To make the tahini dressing

  • Combine the tahini with the yoghurt and lemon juice in a bowl and mix thoroughly using a whisk or spoon. Set aside. 
  • Remove the lamb from the dish and place on a plate. Cover with the foil and rest the joint.
  • While the lamb is resting, make the gravy. Pour all the stock from the tin through a sieve into a saucepan to remove all the vegetables and herbs. This stock should be rich, slightly thick and have a great lamb flavour.
  • Reduce it a little on the hob if you feel you want to concentrate the flavour, skimming off any fat that comes to the surface.
  • Using a serrated carving knife carve the lamb into slices.
  • Serve the lamb with the gravy, potatoes, vegetables and tahini dressing.

Lamb burgers

Shaped into nice round patties with plenty of gorgeous toppings. Try these burgers out on the barbecue for the best results. If you are looking for a middle eastern twist on lamb meatballs then Felicity Cloake’s Lamb koftes are a thing to behold.

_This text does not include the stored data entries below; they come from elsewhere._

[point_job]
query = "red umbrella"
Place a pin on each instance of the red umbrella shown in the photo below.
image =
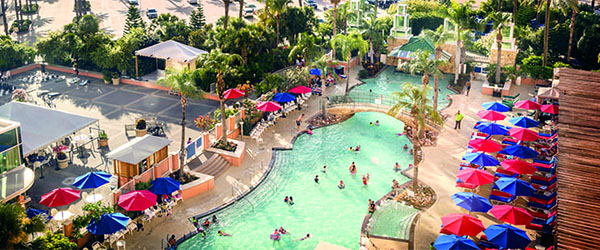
(300, 90)
(518, 166)
(137, 200)
(475, 176)
(233, 93)
(512, 215)
(523, 134)
(268, 106)
(60, 197)
(461, 224)
(484, 145)
(550, 108)
(527, 104)
(491, 115)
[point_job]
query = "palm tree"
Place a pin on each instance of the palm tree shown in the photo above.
(182, 82)
(438, 38)
(415, 98)
(500, 21)
(223, 65)
(348, 43)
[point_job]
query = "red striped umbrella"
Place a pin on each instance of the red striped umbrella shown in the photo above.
(461, 224)
(512, 215)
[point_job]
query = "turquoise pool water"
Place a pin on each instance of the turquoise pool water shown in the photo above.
(381, 87)
(326, 212)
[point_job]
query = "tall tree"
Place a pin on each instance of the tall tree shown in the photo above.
(347, 44)
(134, 20)
(415, 99)
(197, 18)
(499, 21)
(438, 38)
(181, 81)
(224, 65)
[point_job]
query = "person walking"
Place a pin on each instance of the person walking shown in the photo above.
(459, 118)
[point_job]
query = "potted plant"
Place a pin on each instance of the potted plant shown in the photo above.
(102, 139)
(140, 128)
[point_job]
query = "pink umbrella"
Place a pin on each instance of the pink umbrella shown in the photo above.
(60, 197)
(512, 215)
(268, 106)
(233, 93)
(491, 115)
(527, 104)
(518, 166)
(475, 176)
(300, 90)
(523, 134)
(484, 145)
(550, 108)
(137, 200)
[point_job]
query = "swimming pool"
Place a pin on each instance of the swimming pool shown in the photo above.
(381, 87)
(326, 212)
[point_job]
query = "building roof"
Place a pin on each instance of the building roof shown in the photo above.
(578, 169)
(171, 50)
(138, 149)
(41, 126)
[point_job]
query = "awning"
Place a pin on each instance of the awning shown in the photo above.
(171, 50)
(42, 126)
(138, 149)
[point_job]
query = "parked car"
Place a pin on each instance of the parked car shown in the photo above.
(152, 13)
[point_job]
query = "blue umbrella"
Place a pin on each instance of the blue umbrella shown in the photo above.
(524, 122)
(507, 236)
(481, 159)
(284, 97)
(164, 185)
(492, 128)
(515, 186)
(448, 242)
(472, 202)
(519, 151)
(108, 224)
(496, 106)
(92, 180)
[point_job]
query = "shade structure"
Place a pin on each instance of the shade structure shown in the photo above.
(268, 106)
(520, 151)
(492, 128)
(524, 122)
(283, 97)
(527, 104)
(518, 166)
(481, 159)
(92, 180)
(550, 108)
(108, 224)
(461, 224)
(484, 145)
(164, 185)
(472, 202)
(495, 106)
(491, 115)
(523, 134)
(137, 200)
(515, 186)
(233, 93)
(453, 242)
(512, 215)
(301, 89)
(474, 176)
(507, 236)
(60, 197)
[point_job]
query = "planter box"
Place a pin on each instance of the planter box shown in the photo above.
(201, 185)
(234, 158)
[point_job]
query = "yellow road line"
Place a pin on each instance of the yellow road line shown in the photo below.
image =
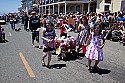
(29, 70)
(10, 34)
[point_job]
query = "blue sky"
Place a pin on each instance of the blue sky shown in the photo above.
(9, 6)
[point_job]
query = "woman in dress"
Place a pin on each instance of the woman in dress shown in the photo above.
(48, 36)
(96, 42)
(84, 31)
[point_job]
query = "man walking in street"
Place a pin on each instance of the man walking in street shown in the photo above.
(34, 24)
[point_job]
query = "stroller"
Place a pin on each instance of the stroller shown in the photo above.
(66, 47)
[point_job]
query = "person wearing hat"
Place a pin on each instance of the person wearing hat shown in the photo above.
(34, 24)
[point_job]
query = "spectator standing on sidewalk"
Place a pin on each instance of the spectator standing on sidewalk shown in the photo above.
(13, 22)
(48, 36)
(34, 24)
(94, 51)
(26, 19)
(83, 35)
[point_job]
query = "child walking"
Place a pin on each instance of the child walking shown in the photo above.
(95, 51)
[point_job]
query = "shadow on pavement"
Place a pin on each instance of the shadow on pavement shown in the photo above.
(58, 66)
(100, 71)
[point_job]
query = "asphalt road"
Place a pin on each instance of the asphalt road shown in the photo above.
(20, 63)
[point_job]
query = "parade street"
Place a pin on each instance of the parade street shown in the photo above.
(21, 63)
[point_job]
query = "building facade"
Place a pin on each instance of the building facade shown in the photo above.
(112, 5)
(66, 6)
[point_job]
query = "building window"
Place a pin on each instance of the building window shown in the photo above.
(106, 8)
(108, 1)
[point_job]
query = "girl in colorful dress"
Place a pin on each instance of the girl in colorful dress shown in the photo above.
(48, 36)
(83, 35)
(96, 42)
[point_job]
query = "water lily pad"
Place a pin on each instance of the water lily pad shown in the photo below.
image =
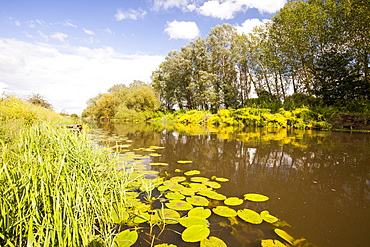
(197, 201)
(193, 220)
(169, 216)
(272, 243)
(165, 245)
(284, 235)
(212, 184)
(126, 238)
(195, 233)
(158, 164)
(179, 205)
(199, 179)
(212, 195)
(192, 172)
(184, 161)
(255, 197)
(266, 216)
(224, 211)
(156, 147)
(155, 155)
(189, 191)
(198, 186)
(200, 212)
(250, 216)
(222, 179)
(212, 242)
(174, 195)
(178, 179)
(233, 201)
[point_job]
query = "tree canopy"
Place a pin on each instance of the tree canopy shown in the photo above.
(316, 48)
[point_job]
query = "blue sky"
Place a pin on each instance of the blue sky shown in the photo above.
(71, 50)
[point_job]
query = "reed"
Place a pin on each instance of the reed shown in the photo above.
(56, 189)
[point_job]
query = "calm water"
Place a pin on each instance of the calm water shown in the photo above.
(318, 182)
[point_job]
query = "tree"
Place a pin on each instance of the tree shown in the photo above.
(39, 100)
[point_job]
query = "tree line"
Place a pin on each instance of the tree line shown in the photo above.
(315, 49)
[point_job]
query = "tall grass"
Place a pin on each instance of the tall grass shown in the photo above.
(56, 188)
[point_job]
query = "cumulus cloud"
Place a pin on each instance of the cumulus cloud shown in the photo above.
(182, 30)
(167, 4)
(67, 76)
(222, 9)
(247, 26)
(89, 32)
(59, 36)
(129, 14)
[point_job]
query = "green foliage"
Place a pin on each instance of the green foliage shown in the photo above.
(137, 102)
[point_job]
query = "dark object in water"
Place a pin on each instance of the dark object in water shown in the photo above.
(74, 127)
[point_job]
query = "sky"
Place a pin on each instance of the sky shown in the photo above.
(69, 51)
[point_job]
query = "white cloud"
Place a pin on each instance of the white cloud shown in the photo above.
(167, 4)
(108, 30)
(265, 6)
(221, 9)
(68, 76)
(89, 32)
(182, 30)
(69, 24)
(129, 14)
(59, 36)
(249, 24)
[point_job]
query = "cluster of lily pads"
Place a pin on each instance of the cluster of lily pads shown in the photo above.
(188, 200)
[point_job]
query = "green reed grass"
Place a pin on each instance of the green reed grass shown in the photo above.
(56, 189)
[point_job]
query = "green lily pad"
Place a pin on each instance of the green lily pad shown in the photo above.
(169, 216)
(212, 195)
(197, 201)
(179, 205)
(233, 201)
(192, 172)
(250, 216)
(193, 220)
(222, 179)
(156, 147)
(212, 184)
(158, 164)
(195, 233)
(200, 212)
(184, 161)
(224, 211)
(255, 197)
(178, 179)
(174, 195)
(198, 186)
(284, 235)
(189, 191)
(199, 179)
(272, 243)
(165, 245)
(212, 242)
(266, 216)
(126, 238)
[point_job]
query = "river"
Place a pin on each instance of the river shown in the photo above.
(317, 181)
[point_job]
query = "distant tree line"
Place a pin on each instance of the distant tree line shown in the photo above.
(134, 102)
(314, 49)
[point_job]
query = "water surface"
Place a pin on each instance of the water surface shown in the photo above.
(318, 182)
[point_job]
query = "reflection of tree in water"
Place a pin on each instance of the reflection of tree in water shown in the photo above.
(316, 180)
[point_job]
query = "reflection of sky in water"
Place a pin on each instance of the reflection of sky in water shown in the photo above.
(317, 181)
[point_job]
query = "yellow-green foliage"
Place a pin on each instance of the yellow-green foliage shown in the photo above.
(15, 114)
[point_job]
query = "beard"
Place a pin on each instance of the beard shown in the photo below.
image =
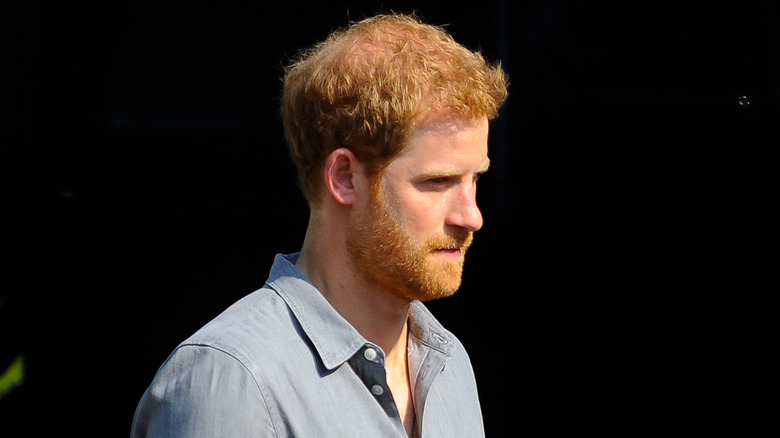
(393, 261)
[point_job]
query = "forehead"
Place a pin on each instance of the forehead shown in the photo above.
(447, 142)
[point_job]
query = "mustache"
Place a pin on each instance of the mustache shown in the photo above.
(460, 239)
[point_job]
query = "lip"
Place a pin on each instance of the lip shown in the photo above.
(451, 252)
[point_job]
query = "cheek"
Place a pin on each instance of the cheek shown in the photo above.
(420, 216)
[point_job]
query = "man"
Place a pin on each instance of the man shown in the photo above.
(387, 121)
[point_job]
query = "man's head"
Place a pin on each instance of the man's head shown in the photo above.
(387, 122)
(366, 87)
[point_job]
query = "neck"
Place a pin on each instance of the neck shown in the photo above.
(379, 315)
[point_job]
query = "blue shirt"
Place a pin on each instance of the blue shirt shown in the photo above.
(281, 362)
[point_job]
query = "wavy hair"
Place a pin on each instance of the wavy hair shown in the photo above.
(366, 86)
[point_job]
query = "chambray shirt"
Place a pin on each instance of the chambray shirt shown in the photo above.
(281, 362)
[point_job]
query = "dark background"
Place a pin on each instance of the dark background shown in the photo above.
(625, 282)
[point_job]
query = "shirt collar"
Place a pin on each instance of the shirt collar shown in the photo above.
(334, 338)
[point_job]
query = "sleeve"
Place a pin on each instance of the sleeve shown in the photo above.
(201, 391)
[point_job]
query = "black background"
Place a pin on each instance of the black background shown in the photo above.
(624, 284)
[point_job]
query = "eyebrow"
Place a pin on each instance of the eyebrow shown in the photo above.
(445, 173)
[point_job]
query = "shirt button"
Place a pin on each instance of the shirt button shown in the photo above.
(370, 354)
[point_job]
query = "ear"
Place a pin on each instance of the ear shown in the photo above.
(342, 174)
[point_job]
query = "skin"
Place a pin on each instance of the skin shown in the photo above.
(414, 223)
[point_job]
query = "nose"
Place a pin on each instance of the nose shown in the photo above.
(464, 211)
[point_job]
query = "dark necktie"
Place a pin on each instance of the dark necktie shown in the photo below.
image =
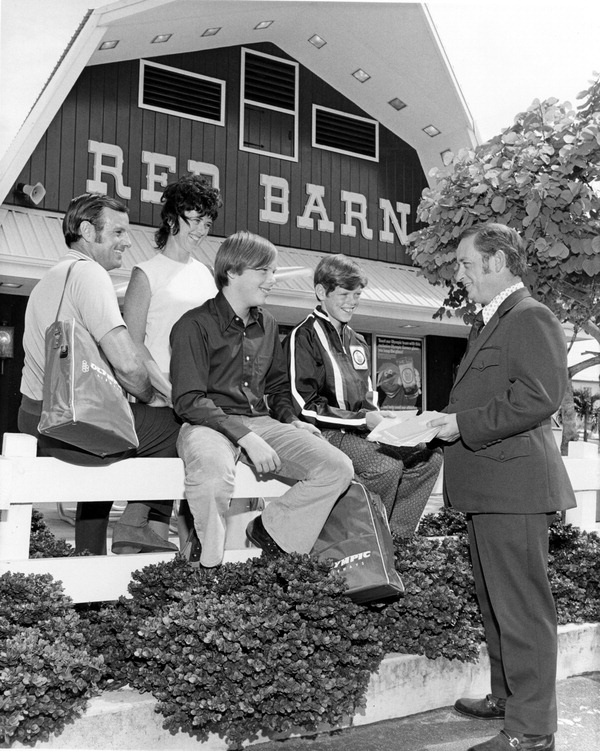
(478, 324)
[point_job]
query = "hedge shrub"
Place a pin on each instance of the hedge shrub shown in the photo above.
(46, 672)
(266, 646)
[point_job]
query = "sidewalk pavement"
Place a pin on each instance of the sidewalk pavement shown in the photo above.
(445, 730)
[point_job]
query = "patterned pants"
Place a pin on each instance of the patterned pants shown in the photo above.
(403, 477)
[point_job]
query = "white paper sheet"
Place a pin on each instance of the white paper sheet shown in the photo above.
(403, 431)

Lamb burger with mint and rosemary

Ingredients (makes 2 large patties)

  • 500g ground lamb mince
  • 2 tsp dry whole coriander
  • 2 tsp dry whole cumin seeds
  • 1 clove garlic, finely grated
  • 1 small onion, finely grated
  • 1 handful mint, finely chopped
  • 2 slices of brown bread, soaked in water
  • Salt and pepper, to taste

Directions

  • Squeeze the water out of the bread and together with all the other ingredients, place it in a mixing bowl.
  • Gently dry fry the coriander seeds and cumin for 2 minutes over a medium heat, then grind together in a pestle and mortar or spice grinder.
  • Gently mix everything together and form it into thick patties/burgers.
  • Heat your griddle pan or barbecue until it is smoking hot and grill the burgers to perfection.
  • (optional) Garnish with sliced red onion, tomato and lettuce leaves.